References to hyaluronic acid have been popping up all across mainstream media outlets lately.
CNN: The best beauty products of all time
Does mainstream media get more mainstream than CNN? Okay, so we’re not talking Anderson Cooper here, but reporters from Real Simple posting an article on CNN.com’s International Edition website. To be honest, though, about the only possible way this particular mention of hyaluronic acid could be more positive would be for Anderson Cooper to do a segment on it. Get this, the article is titled “The best beauty products of all time”. More impressive, it’s on a list that includes such staples as Q-tips, Dove soap, and Johnson’s Baby Shampoo. The first product on the list is Estee Lauder Advanced Night Repair. The reasoning behind the shocking position at the top–shocking for me, anyway–was quite specific. Its formula for improving the body’s natural processes for renewing skin uses hyaluronic acid. A sidebar to this article says that the products that made the list were ultimately chosen after consultation with 300 experts.

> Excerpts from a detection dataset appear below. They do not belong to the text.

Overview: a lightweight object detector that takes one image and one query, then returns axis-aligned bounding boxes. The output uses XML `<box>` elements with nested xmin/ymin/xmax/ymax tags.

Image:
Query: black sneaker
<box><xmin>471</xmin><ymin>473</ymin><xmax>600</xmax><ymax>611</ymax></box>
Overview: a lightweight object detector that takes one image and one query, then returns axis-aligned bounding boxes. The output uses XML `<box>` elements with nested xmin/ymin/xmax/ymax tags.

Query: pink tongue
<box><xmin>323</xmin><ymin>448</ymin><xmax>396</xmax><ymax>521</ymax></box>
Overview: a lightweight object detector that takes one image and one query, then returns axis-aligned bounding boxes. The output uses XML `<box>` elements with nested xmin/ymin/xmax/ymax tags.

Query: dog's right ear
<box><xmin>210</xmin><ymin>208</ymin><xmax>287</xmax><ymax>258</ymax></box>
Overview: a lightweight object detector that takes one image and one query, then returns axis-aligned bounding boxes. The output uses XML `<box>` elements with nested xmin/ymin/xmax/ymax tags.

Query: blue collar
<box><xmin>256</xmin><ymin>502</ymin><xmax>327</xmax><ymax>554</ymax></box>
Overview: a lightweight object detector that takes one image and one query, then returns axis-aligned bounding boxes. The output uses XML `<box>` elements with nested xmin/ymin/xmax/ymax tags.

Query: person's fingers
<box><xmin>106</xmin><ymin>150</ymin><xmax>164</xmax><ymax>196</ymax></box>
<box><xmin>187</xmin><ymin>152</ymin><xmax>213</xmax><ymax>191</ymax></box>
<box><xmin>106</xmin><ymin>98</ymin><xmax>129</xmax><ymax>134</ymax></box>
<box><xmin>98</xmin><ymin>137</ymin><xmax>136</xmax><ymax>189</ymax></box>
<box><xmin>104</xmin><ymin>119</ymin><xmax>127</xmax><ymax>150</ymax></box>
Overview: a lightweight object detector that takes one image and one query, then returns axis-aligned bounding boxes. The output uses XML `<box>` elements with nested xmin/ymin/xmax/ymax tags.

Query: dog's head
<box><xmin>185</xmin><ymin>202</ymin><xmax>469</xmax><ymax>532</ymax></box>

USA TODAY: At what price beauty? Get the best creams for the money
Arguably USA Today doesn’t quite carry the same allure as CNN, but as far as mainstream media recognition goes, they seem on about the same level. The weird thing here is how the article wound up not on the Beauty section, but the Money section. Eh, go figure. The story is all about getting consumers to dump their brand name beauty creams for cheaper no-name pharmaceutical-grade beauty creams. A New Jersey makeup artist and esthetician interviewed names hyaluronic acid as the single most important factor to consider when shopping for beauty creams. She explains that it’s a humectant which attracts and keeps moisture in the skin.
THE NEW YORK TIMES: Gurus of Camera-Ready Complexions
The gurus of the title refers to those who make the faces of celebrities ready for the cameras on the red carpet. According to one of the gurus, it is the hydrating success of a combination of hyaluronic acid serum with oxygen that has made Dermal Quench the signature product of her clinic in Melrose Place. It’s worth noting that hour-long treatment will set you back $270.
NBC NEWS: What Really Solves Knee Pain? The Answer Might Surprise You
The results of a large study seem to indicate that only treatment for knee pain that provides no relief at all is the use of acetaminophen. Hyaluronic acid is criticized as well as a treatment for knee pain mainly due to the exorbitant cost of the treatment for more than the treatment itself.
THE ECONOMIST: A medical matryoshka doll
If you learn nothing else today, you will learn that Russian nesting dolls are technically called matryoshka dolls. Some scientists have been coating the outer layer of a chemical bomb so tiny it is measured in billionths of an inch with hyaluronic acid and inserting chemotherapy drugs into the inner layer (and there’s your metaphorical nesting doll, folks!) as a way to battle cancer. Why the hyaluronic acid? Because, apparently, some reaction takes place that causes the stuff to start accumulating in cancerous cells. And somehow coating the chemical bomb with hyaluronic acid causes it to become a guiding system.